A total of 666 patients across four different institutions were included in the study. Of these, 68 patients underwent CRP while 598 patients with a localized PCa and underwent RP comprised the control group. Summary of patient characteristics and perioperative findings are shown in . In the CRP group, 23 (33.8%) and 45 (66.2%) patients had clinical M1 and N1 disease, respectively. Neoadjuvant ADT was administered in 26 of the 68 patients (38.2%). In terms of age and body mass index (BMI), the two groups were comparable. As expected, the CRP group had a greater proportion of patients who had clinical stage greater than or equal to T3 (75.0% vs 11.3%; P < 0.0001) and biopsy Gleason score of 8 or above (62.1% vs 19.9%; P < 0.0001). Postoperatively, CRP group exhibited more aggressive forms of PCa again as demonstrated by pathologic staging (≥pT3: 76.5% vs 33.1%; P < 0.0001) and grading (pGS ≥8: 70.8% vs 16.5%; P < 0.0001). With regard to surgical parameters, the CRP group had a significantly longer OR time (240 min vs 140 min; P < 0.0001) and higher EBL (250 ml vs 125 ml; P < 0.0001) compared to the control group.

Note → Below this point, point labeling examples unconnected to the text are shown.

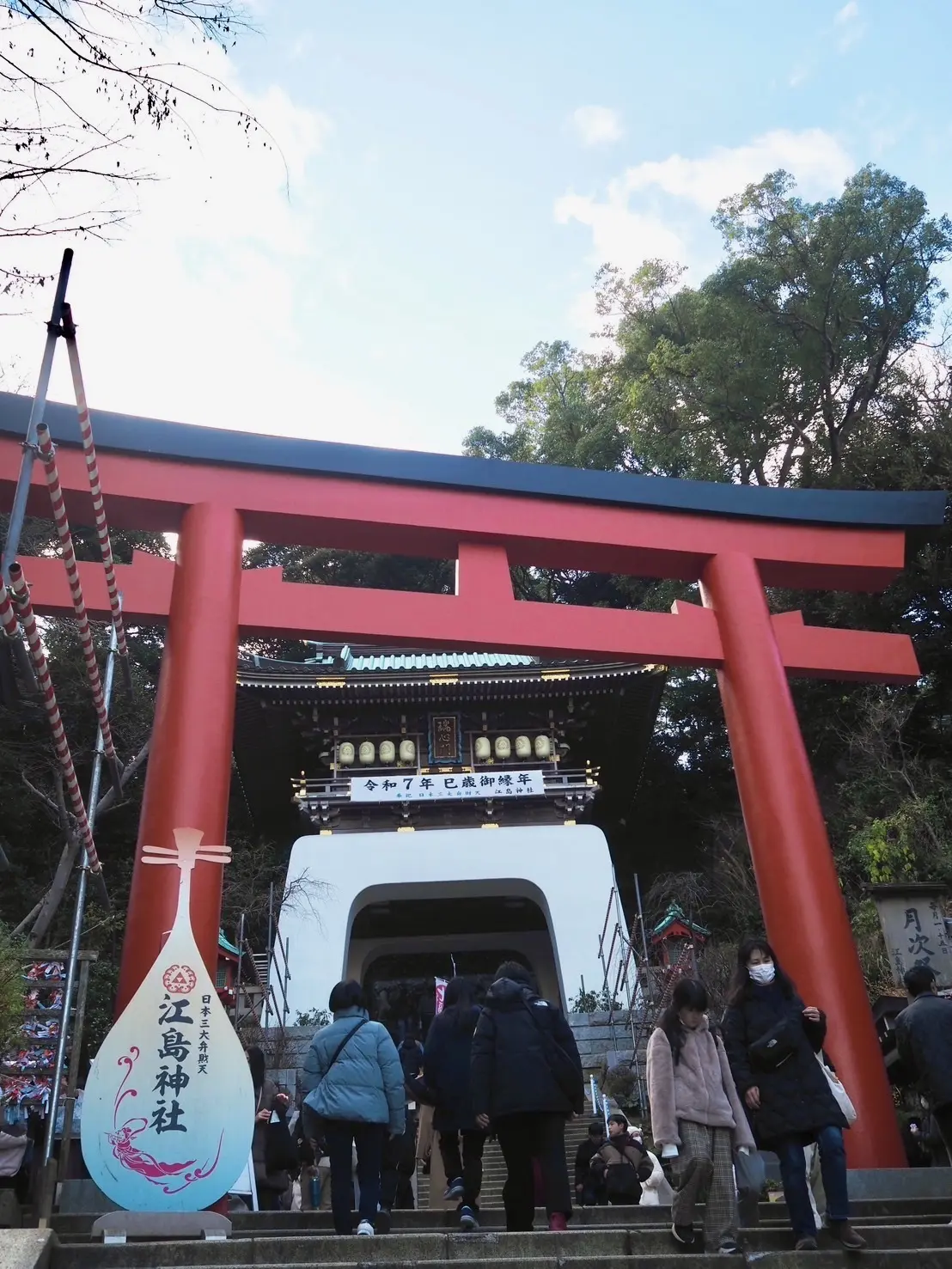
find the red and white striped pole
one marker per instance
(89, 452)
(21, 592)
(79, 606)
(8, 619)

Altogether, 41 patients experienced perioperative complications: six in the CRP group and 35 in the control group (8. 82% vs 5.85%). More importantly, three and 13 men in the CRP and control group, respectively, experienced major surgical complication (4.41% vs 2.17%) (). Univariate mixed effects logistic regression analysis revealed that the estimated complication rates for the CRP showed a trend for increased risk when compared to the control group (P = 0.43): 0.084 (95% CI: 0.037–0.179) and 0.06 (95% CI: 0.041–0.086), respectively. Similarly, the estimated major complication rates also demonstrated a trend but no statistical difference between the CRP and the control group (6.5% vs 2.0%; P = 0.093). When urinary continence was assessed, the pad-free rate in the CRP group was significantly lower (57.4% vs 90.8%, P < 0.0001) ().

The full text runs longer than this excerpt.